The changes made to the draft aren’t just about Dude Creek. Of the 32 special areas that Habitat oversees, only about half of them have completed management plans. Dude Creek happened to be the one that Habitat staff was working on when Bates called for a new approach to their rules. And he says that yes, some of this language is “precedent setting.”

“So, the concept of these changes has really affected a really small-focused plan, and it’s really raised a stir,” Bates says. “If we were to implement this on the Susitna Flats, or the Redoubt Bay, or Kachemak Bay, it would have been the same sort of blow up, but this is much ado about nothing in this plan in many ways. It affects these other plans to a much greater extent.”

Hank Lentfer
Hank Lentfer represents the Nature Conservancy on the Dude Creek Critical Habitat planning team. The conservation group had been planning to let the state manage their reserve in Gustavus, but that deal has been put into question by changes to the special areas planning process. Photo by Alexandra Gutierrez/APRN.

Part of why Lentfer and other Gustavus residents are troubled by this new approach is that it’s coming at the same time the Parnell administration is making an aggressive push to reform permitting. One of the governor’s big priorities is a bill that sets a higher bar for appealing a permitting decision and makes it easier for the state to issue general permits that don’t need public notice.

Bates says Habitat’s new permitting strategy has nothing to do with that.

“We’re not changing the planning process to exclude the public and just notify them,” he says. “We still have every intention to run the process the way it was, soliciting input, sitting down, understanding the concerns. We’re not cutting anybody out of this process.”

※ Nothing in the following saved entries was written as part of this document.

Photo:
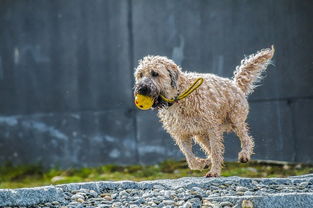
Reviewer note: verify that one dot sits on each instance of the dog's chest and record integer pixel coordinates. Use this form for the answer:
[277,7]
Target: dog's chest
[178,122]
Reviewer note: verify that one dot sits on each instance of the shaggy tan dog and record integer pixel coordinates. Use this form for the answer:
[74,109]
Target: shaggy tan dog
[219,105]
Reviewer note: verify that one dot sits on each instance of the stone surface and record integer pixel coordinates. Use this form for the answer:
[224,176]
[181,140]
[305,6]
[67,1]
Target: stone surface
[183,192]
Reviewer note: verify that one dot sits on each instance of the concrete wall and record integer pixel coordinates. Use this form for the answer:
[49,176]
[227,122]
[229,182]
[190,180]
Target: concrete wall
[66,75]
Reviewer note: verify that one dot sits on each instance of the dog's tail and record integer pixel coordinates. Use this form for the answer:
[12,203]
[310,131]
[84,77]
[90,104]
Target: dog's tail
[250,71]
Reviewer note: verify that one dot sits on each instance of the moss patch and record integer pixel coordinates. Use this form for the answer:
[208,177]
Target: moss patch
[35,175]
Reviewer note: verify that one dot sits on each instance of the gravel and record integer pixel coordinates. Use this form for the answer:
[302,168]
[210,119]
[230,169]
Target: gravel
[230,192]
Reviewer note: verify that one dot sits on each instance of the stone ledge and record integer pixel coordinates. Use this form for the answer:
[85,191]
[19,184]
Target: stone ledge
[263,192]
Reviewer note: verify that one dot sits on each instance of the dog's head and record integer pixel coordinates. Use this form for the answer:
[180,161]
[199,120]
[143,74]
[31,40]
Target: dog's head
[155,76]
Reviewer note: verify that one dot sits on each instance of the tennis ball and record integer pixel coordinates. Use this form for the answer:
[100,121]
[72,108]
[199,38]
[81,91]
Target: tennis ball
[143,102]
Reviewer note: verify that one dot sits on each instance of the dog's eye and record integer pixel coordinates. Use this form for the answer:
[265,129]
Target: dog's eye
[154,74]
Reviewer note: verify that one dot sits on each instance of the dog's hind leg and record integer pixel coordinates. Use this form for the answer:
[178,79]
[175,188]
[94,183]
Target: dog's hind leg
[217,152]
[247,144]
[185,145]
[204,143]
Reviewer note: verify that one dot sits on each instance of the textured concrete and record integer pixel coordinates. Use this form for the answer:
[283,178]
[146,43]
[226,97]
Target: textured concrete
[33,196]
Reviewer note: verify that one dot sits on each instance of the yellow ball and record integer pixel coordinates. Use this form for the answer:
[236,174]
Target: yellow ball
[143,102]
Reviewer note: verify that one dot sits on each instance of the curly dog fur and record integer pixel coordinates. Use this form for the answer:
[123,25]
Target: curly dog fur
[219,105]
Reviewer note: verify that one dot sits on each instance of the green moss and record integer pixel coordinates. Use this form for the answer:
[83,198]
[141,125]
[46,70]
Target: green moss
[34,175]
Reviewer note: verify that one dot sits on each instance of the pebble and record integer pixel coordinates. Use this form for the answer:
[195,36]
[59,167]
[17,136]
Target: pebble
[241,189]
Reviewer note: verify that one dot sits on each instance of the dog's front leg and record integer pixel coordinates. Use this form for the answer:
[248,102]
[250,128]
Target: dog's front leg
[185,145]
[217,153]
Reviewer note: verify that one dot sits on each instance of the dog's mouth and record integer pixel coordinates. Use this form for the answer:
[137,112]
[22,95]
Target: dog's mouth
[160,103]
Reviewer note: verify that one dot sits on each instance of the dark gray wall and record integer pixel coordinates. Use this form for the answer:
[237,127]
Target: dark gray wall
[66,75]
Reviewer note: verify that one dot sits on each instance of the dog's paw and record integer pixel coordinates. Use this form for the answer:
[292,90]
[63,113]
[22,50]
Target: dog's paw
[211,174]
[199,164]
[243,157]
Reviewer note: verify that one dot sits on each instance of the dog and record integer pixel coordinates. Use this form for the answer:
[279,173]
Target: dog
[218,105]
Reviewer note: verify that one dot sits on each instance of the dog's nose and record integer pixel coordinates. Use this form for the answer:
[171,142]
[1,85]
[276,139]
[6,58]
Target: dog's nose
[144,90]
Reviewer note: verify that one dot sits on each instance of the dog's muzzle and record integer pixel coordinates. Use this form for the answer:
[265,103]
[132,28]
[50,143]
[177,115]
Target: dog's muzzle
[148,88]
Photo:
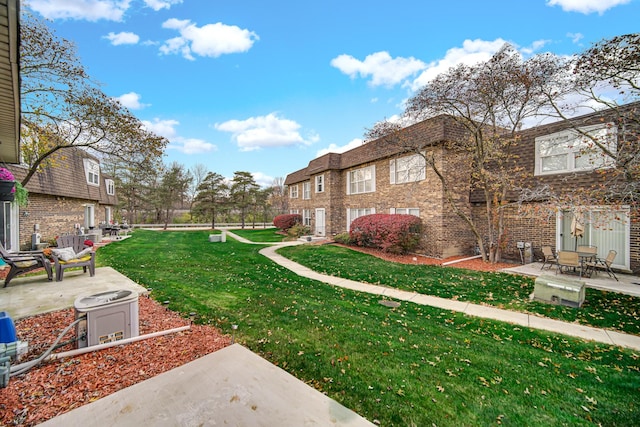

But internal documents obtained by APRN contradict that statement and show drastic changes ahead.

As of this month, work on all new management plans, including Dude Creek, has been put on hold. Instead, Habitat has been directed to revise all completed management plans in the Dude Creek style. Rather than go through the old process – which involved public scoping meetings, collaborative interagency planning teams, and a series of comment periods – Habitat will put multiple plans into one big regulatory review packet that will go out for comment once a year.

According to an e-mail Bates sent to the division, staff cannot discuss the management changes with the public without getting his approval. Sources within the department characterize it as a “gag order.” And meeting notes show that staff is raising many of the same questions as the public members of the planning team.